Cormac McCarthy is dead at the age of 89. An obituary is supposed to offer words about the man and his work. But that is hard in this case because McCarthy offered little about the man himself to the public. His ex-wife once recalled, “someone would call up and offer him $2,000 to come speak at a university about his books. And he would tell them that everything he had to say was there on the page. So we would eat beans for another week.”
Hence, what little writers can learn about McCarthy the man comes from borrowed anecdotes like this. Profiles, reviews, and now obituaries pass these along like trafficked artifacts, some of which might be forged. Not that I have reason to doubt. Only, “the story gets passed on and the truth gets passed over,” as No Country for Old Men’s Sherriff Ed Tom Bell once warned. Still, what excitement and mystery in the trafficking: he lived in a barn he built himself outside of Knoxville, observed whales in Argentina for a year, spent much of his Genius Grant on a stay in Ibiza, once conspired with Edward Abbey to re-introduce wolves into New Mexico, and for years lodged in hotels, ate off hot plates, and stayed five steps ahead of any glory trying to chase him.
The trafficking shows there might be a lot to know about McCarthy, after all. As it turns out, he gave plenty of interviews throughout the early years—only to local papers, not national presses. McCarthy contained multitudes, among them one of our nation’s greatest writers, and one who couldn’t care less.
As for me, I came to see two men in McCarthy, both in the work and in the man—make it four, then.
The first was the great Southern macabre aesthete at work. He reveled in the debauched vagaries of the Scots-Irish legacies of Faulkner. No circumstance too damned, no relationship too foul, no setting too smelly, for him to wax on about as eloquently as if he were commissioned to add pulp fiction to the King James Bible. This was the McCarthy of Outer Dark, Child of God, above all Suttree and Blood Meridian (though the latter was set in the West), with remainders scattered throughout the rest of his work, including his second to last, The Passenger.
This McCarthy, though often hailed as the writer at the height of his technical skill, showed hints of excessive influence from the Oxford (Mississippi) don. He also rarely indulged in a straight plot. These books, again Suttree foremost, would build their characters by meandering in such circles of time which might have delighted Nietzsche but leave others a little cold. I don’t mean nihilism. There is dignity and beauty in even the bleakest of these novels.

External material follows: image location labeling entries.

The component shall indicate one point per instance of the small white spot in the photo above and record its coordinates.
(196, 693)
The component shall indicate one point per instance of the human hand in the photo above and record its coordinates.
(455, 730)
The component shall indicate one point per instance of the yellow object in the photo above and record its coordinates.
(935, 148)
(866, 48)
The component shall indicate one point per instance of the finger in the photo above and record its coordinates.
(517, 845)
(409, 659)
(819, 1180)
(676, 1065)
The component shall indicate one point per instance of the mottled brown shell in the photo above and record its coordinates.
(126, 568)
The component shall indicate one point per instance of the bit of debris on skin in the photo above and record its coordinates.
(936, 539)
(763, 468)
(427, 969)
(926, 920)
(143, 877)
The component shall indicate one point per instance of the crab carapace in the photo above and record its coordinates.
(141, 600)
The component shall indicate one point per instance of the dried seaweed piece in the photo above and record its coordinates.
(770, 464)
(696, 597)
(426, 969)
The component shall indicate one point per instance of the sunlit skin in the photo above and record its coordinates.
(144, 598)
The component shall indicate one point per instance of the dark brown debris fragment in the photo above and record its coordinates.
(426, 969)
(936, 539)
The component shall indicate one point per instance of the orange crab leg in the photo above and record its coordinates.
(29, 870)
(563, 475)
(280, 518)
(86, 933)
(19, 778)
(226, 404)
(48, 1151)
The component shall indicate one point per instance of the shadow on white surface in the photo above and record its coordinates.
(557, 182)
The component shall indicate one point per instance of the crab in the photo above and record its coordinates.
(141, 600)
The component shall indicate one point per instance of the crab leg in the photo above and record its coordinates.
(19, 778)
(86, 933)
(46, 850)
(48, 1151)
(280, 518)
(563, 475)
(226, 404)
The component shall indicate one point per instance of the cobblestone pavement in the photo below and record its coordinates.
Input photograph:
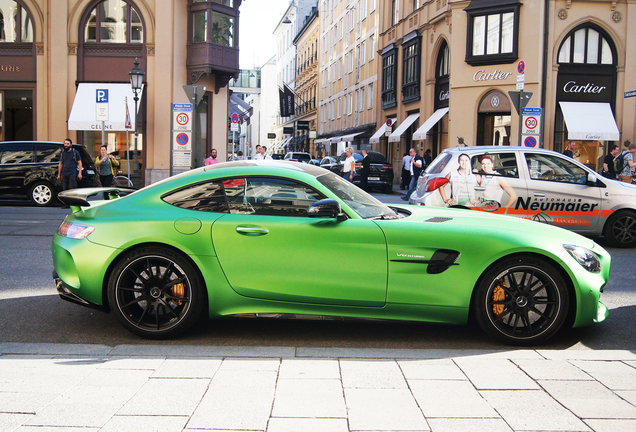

There is just so much weight put upon the surface, the words and their intricate workings, while the characters betray signs of deeper—what? —just beneath. McCarthy is sly enough to keep the surface holding, so you cannot break through. This McCarthy is a pretty good time, and a pretty bad time, and he leaves you excited with big words and some big ideas, yet wanting more.
Now for the second McCarthy, the public man. He would shrug his shoulders at everything you’d be so excited to talk to him about. This was the McCarthy of his interviews. He didn’t like writers or think so highly of writing. He didn’t indulge much in his work or method beyond, “read.” A reader of Wittgenstein, he gleaned from him a deflationary demeanor somewhat common among Wittgensteinians. (In that respect, McCarthy shared a tic with another reader of Wittgenstein, the director Terrence Malick, who also shuns the public eye and, when rarely in the spotlight, offers little beyond simple replies.) So, he answered questions curtly and often left his interviewers to become monologuers, with him sitting beside them, a little embarrassed. Why was he interested in geniuses and theoretical physicists? “Smart people are fun.” What does he think about his life? “I’ve been very lucky.” About the meaning of life? “I agree that it’s more important to be good than it is to be smart. That’s all I can offer you.” About the unconscious? “It doesn’t really care about anybody but you.” About the state of the world? “Ah, that’s not a subject I’d be that happy to talk about, I just think, right now, today, is a, a very dangerous time.” On the question of intention in the universe? “Oh, I have to plead ignorance, I’m pretty much a materialist.”
I don’t want to ignore this McCarthy—he’s very fun—but I can’t quite get him. There is a sense that this was not the Cormac McCarthy, only the public McCarthy, or the man bound by the strictures of an interview. Surely there was more to his mind than this? I wonder. As a member of the public, it’s not my right to know what he really thought about all these things. Or, maybe this was the real McCarthy. Maybe things are that simple: life is short and fun but hard, and the big answers are just clouds. Even as I’ve struggled with this McCarthy, still I’ve learned from him. Most things are simple, after all. And life, as Wittgenstein rightly taught, is often about becoming content with simple true things, however disappointing they might feel at first.